Location: Children's Nutrition Research Center

Title: Are the physical activity parenting practices reported by U.S. and Canadian parents captured in currently published instruments?

Author
item Masse, Louise - University Of British Columbia
item O'connor, Teresia - Children'S Nutrition Research Center (CNRC)
item Tu, Andrew - University Of British Columbia
item Watts, Allison - University Of British Columbia
item Beauchamp, Mark - University Of British Columbia
item Hughes, Sheryl - Children'S Nutrition Research Center (CNRC)
item Baranowski, Tom - Children'S Nutrition Research Center (CNRC)

Submitted to: Journal of Physical Activity and Health
Publication Type: Review Article
Publication Acceptance Date: 4/22/2016
Publication Date: 6/2/2016
Citation: Masse, L.C., O'Connor, T.M., Tu, A.W., Watts, A.W., Beauchamp, M., Hughes, S.O., Baranowski, T. 2016. Are the physical activity parenting practices reported by U.S. and Canadian parents captured in currently published instruments?
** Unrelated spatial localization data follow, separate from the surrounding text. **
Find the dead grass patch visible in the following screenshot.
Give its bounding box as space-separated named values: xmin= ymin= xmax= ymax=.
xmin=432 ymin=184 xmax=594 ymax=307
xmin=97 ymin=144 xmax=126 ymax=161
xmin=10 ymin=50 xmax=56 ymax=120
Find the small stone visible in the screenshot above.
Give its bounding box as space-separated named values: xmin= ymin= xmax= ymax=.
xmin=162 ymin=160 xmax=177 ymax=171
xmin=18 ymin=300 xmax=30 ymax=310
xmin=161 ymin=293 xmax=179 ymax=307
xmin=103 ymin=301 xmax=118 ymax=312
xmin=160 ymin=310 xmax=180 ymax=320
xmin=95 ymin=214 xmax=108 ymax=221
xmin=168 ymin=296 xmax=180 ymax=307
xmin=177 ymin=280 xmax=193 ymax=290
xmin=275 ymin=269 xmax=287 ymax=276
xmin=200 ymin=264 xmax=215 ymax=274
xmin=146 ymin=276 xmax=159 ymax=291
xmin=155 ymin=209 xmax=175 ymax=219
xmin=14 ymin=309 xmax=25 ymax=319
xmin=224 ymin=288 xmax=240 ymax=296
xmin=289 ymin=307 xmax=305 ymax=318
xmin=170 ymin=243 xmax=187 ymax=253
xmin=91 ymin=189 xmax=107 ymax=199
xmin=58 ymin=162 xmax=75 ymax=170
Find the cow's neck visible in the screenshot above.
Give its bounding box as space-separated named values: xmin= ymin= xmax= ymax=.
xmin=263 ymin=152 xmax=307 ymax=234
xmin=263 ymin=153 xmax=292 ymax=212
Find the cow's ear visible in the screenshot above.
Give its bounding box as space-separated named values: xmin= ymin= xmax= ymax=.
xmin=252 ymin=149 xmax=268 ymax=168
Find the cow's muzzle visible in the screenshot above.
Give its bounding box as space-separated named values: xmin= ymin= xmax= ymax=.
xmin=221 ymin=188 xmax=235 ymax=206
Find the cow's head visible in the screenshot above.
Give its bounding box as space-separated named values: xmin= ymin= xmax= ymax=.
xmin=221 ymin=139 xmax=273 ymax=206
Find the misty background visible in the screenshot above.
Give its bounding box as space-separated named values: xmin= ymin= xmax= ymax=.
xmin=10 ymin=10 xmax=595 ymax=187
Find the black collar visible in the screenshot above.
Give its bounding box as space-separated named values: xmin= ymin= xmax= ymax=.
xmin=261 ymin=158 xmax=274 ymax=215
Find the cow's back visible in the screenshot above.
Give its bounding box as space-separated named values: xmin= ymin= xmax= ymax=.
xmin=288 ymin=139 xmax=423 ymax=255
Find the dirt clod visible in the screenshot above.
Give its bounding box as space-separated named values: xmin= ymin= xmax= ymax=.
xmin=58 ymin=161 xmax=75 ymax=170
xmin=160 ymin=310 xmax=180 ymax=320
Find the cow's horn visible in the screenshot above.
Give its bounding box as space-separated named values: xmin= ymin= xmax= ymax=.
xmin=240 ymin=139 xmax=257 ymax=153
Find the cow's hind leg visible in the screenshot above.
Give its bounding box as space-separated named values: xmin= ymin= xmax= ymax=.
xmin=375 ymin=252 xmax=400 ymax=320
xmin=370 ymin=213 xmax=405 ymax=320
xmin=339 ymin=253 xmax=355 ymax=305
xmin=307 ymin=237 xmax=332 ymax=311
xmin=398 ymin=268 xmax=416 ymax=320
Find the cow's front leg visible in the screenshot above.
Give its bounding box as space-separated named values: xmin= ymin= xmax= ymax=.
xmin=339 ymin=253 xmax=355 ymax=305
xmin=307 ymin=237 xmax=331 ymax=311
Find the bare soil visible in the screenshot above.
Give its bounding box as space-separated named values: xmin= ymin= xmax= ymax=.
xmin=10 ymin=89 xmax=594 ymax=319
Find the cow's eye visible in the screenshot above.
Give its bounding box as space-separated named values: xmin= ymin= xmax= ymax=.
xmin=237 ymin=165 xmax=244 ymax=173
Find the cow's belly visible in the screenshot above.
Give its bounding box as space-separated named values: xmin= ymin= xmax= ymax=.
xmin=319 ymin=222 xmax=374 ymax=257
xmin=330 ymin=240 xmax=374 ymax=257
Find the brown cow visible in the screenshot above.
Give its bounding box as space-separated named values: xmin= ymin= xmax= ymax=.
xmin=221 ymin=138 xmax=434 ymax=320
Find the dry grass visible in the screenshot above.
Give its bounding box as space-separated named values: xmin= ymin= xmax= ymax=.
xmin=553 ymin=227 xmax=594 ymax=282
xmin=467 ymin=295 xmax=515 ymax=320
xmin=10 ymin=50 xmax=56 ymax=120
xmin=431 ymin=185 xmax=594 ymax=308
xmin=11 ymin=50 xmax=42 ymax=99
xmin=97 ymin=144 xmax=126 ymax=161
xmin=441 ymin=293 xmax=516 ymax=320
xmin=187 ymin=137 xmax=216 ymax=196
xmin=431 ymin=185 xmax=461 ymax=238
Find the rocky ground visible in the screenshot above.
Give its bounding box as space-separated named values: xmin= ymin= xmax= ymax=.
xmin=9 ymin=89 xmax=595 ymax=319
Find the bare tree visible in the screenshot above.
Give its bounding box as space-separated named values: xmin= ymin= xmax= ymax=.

Journal of Physical Activity and Health. doi: 10.1123/jpah.2016-0012.

Interpretive Summary:

Technical Abstract: The purpose of this study was to compare the physical activity parenting practices (PAPPs) parents report using with the PAPPs incorporated in the published literature. PAPPs in the literature were identified by reviewing the content of 74 published PAPPs measures obtained from current systematic reviews supplemented with a literature search. Types of PAPPs used by parents were identified by surveying a stratified sample of 134 Canadian and US parents of 5-12 year-old children. Items from the literature and parent responses were coded using the same coding scheme. Differences between the PAPPs emphasized by the parents and the literature were examined. Parents significantly emphasized different issues than what is measured in the literature (p<.001). Parents emphasized more control (13.6% vs 6.9%), modeling and teaching (13.2% vs 9.2%), and structural strategies (32.2% vs 28.6%) and less autonomy support (11.8% vs 14.0%), logistical support (9.9% vs 12.8%) and responsiveness strategies (19.3% vs 28.5%). Physical activity practices most often employed by parents are not the ones emphasized in current measures. The extent to which putting more emphasis on the areas identified by parents will increase the predictive validity of the measures warrants further examination.